ASSH remained a small society for 25 years. Except for the founding members and the 22 members admitted in 1948, no more than 11 members were admitted in any year. However, the interest in hand surgery was growing rapidly and fellowships based mostly on a preceptor model further encouraged this interest. By the late 1960's, many well-qualified surgeons were clamoring for admission.
Two things happened in response. In 1970, the American Association for Hand Surgery (AAHS) was established, predominated by plastic surgeons. Second, ASSH began to admit more members. In 1971, 41 new members were admitted and this number has continued to grow over the years.
ASSH members have always been keenly interested in educating physicians at all levels of expertise about the care and treatment of hand problems. Starting in the late 60's and early 70's, seminars were frequently given throughout the United States. Because JBJS did not have space to publish the large number of written and presented papers, the ASSH found the need for a new avenue for publication. During his presidency (1975-1976), Adrian E. Flatt, MD and the ASSH Council, after considerable discussion, founded the Journal of Hand Surgery. Dr. Boyes was named its first editor.
The logistics of meeting in conjunction with the AAOS became strained as other organizations developed similar relationship with the AAOS and the numbers of persons attending the meetings grew. ASSH leadership decided in the mid 1980's that ASSH had reached a stand-alone status. The last meeting to be held in conjunction with the AAOS was in New Orleans in February 1986. The time of the ASSH Annual Meeting was then changed to the early fall and the first solo meeting was held in San Antonio, TX in September 1987. Meeting attendance remained steady and even grew.
Also in the year 1987, the American Foundation for Surgery of the Hand
(AFSH) was founded. This 501(c) 3 organization (a federal tax designation) allows for the collection of funds with a tax deduction to the donor. Since its inception, AFSH has granted over $2.4 million in hand-related research and education.

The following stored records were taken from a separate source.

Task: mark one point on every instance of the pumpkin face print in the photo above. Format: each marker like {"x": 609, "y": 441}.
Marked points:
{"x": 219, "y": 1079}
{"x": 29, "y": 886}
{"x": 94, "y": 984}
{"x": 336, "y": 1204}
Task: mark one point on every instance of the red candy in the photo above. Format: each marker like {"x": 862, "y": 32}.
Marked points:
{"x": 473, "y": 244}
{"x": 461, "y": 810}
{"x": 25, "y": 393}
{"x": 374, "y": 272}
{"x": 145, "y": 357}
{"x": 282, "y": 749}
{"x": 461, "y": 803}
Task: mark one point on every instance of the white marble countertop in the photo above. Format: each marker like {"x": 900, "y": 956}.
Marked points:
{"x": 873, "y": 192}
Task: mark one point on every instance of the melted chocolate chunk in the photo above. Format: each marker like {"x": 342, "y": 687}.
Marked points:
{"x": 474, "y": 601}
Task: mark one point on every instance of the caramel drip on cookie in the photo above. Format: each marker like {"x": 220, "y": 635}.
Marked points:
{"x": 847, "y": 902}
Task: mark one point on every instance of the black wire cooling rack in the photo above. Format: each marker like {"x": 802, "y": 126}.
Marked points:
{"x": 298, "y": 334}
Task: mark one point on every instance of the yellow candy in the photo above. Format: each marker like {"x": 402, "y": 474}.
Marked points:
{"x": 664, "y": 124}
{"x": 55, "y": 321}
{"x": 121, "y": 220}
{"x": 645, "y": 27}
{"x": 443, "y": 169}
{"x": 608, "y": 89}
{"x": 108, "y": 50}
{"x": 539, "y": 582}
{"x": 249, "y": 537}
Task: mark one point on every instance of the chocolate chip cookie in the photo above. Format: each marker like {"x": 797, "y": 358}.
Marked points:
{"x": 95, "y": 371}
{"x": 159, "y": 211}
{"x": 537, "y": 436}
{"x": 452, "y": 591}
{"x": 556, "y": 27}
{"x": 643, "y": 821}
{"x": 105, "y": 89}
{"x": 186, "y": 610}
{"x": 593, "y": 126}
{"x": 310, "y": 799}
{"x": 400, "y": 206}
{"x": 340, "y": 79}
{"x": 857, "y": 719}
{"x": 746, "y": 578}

Because of the tri-specialty nature of hand surgery, there developed a perceived need for a common credential to establish the specialty of hand surgery. This effort was spearheaded by George E. Omer, MD, an orthopaedist and ASSH president in 1978-79. By using a great deal of persuasive diplomacy with the American Board of Surgery
, American Board of Orthopaedic Surgery,
and American Board of Plastic Surgery,
Dr. Omer established a certificate of added qualification (CAQ) in hand surgery. The first qualifying exam was given in 1989 (there was no grandfathering). The physician’s parent board issues the certificate after the candidate passes the examination and meets certain qualifying criteria. It is good for 10 years. A CAQ -- now called the Subspecialty Certificate in Surgery of the Hand -- is necessary for Active Membership in ASSH.